Item 8.01 Other Events.

On April 20, 2009, Sun and Oracle issued a joint press release announcing the execution of the Merger Agreement. A copy of the press release is furnished hereto as Exhibit 99.1 and incorporated herein by reference in its entirety.

 

Item 9.01 Financial Statements and Exhibits.

(d) Exhibits.

 

Exhibit No.

  

Description

  2.1    Agreement and Plan of Merger dated as of April 19, 2009, by and among Oracle Corporation, Sun Microsystems, Inc. and Soda Acquisition Corporation.
99.1    Joint press release dated April 20, 2009.
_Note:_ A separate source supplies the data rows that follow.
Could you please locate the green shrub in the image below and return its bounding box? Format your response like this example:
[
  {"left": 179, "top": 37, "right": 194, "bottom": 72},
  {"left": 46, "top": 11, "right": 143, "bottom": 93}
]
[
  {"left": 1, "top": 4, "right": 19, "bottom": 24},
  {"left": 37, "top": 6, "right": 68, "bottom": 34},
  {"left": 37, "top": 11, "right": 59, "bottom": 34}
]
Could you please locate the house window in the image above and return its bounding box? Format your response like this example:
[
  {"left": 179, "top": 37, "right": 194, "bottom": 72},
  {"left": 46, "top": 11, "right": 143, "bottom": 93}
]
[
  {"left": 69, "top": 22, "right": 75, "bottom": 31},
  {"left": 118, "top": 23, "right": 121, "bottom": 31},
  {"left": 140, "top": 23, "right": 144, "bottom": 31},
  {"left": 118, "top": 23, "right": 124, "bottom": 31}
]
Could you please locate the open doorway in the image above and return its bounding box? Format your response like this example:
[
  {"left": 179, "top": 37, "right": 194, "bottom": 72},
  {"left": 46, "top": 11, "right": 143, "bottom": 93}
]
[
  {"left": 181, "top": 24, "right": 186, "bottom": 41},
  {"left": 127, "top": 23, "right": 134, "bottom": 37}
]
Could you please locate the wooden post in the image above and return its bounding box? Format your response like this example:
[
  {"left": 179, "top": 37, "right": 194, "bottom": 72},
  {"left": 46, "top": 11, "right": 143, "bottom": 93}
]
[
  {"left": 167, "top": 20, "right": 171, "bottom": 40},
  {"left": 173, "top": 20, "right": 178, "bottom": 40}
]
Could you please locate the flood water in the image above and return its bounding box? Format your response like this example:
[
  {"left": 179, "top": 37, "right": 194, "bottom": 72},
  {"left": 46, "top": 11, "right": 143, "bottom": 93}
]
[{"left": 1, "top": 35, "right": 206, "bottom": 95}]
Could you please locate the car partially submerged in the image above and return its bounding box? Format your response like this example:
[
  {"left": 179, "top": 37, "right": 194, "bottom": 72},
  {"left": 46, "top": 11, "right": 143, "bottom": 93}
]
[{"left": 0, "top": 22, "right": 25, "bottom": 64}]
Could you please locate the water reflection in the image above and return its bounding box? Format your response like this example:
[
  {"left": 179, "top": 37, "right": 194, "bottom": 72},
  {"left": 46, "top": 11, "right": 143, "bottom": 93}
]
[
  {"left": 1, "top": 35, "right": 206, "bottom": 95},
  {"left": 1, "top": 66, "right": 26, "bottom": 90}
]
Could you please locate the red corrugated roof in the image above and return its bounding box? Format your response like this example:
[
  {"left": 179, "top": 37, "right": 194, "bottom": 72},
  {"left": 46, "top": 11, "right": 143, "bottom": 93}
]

Additional Information and Where to Find It

Sun Microsystems, Inc. (“Sun”) plans to file with the Securities and Exchange Commission (the “SEC”) and mail to its stockholders a proxy statement in connection with the proposed merger with Soda Acquisition Corporation, pursuant to which Sun would be acquired by Oracle (the “Merger”). The proxy statement will contain important information about the proposed Merger and related matters. INVESTORS AND STOCKHOLDERS ARE URGED TO READ THE PROXY STATEMENT CAREFULLY WHEN IT BECOMES AVAILABLE. Investors and stockholders will be able to obtain free copies of the proxy statement and other documents filed with the SEC by Sun through the web site maintained by the SEC at www.sec.gov. In addition, investors and stockholders will be able to obtain free copies of the proxy statement from Sun by contacting Investor Relations by telephone at (408) 404-8427, or by mail at Sun Microsystems, Inc., Investor Relations, Mail Stop UMPK14-336, 4150 Network Circle, Santa Clara, California 95054, USA.

Sun and its directors and executive officers may be deemed to be participants in the solicitation of proxies from the stockholders of Sun in connection with the proposed Merger. Information regarding the interests of these directors and executive officers in the transaction described herein will be included in the proxy statement described above. Additional information regarding these directors and executive officers is also included in Sun’s proxy statement for its 2008 Annual Meeting of Stockholders, which was filed with the SEC on September 24, 2008. This document is available free of charge at the SEC’s web site at www.sec.gov, and from Sun by contacting Investor Relations by telephone at (408) 404-8427, or by mail at Sun Microsystems, Inc., Mail Stop UMPK14-336, 4150 Network Circle, Santa Clara, California 95054, USA, or by going to Sun’s Investor Relations page on its corporate web site at www.sun.com.

Note on Forward-Looking Statements

This Current Report on Form 8-K contains certain forward-looking statements within the meaning of Section 27A of the Securities Act of 1933 and Section 21E of the Securities Exchange Act of 1934, including but not limited to, statements regarding the expected closing of the proposed Merger. These forward-looking statements involve certain risks and uncertainties that could cause actual results to differ materially from those indicated in such forward-looking statements, including, but not limited to, the ability of the parties to consummate the proposed Merger, satisfaction of closing conditions precedent to the consummation of the proposed Merger, the ability of Oracle to successfully integrate Sun’s operations and employees, the ability to realize anticipated synergies and cost savings of the proposed Merger, and such other risks as identified in Sun’s Annual Report on Form 10-K for the fiscal year ended June 30, 2008, and Sun’s most recent Quarterly Report on Form 10-Q, each as filed with the SEC, which contain and identify important factors that could cause the actual results to differ materially from those contained in the forward-looking statements. Sun assumes no obligation to update any forward-looking statement contained in this Current Report on Form 8-K.


SIGNATURES

Pursuant to the requirements of the Securities Exchange Act of 1934, the registrant has duly caused this report to be signed on its behalf by the undersigned hereunto duly authorized.

 

SUN MICROSYSTEMS, INC.
By:   /s/ Michael A. Dillon
  Michael A. Dillon
  Executive Vice President, General Counsel and Secretary

Date: April 20, 2009


EXHIBIT INDEX

 

Exhibit No.

  

Description

  2.1    Agreement and Plan of Merger dated as of April 19, 2009, by and among Oracle Corporation, Sun Microsystems, Inc. and Soda Acquisition Corporation.
99.1    Joint press release dated April 20, 2009.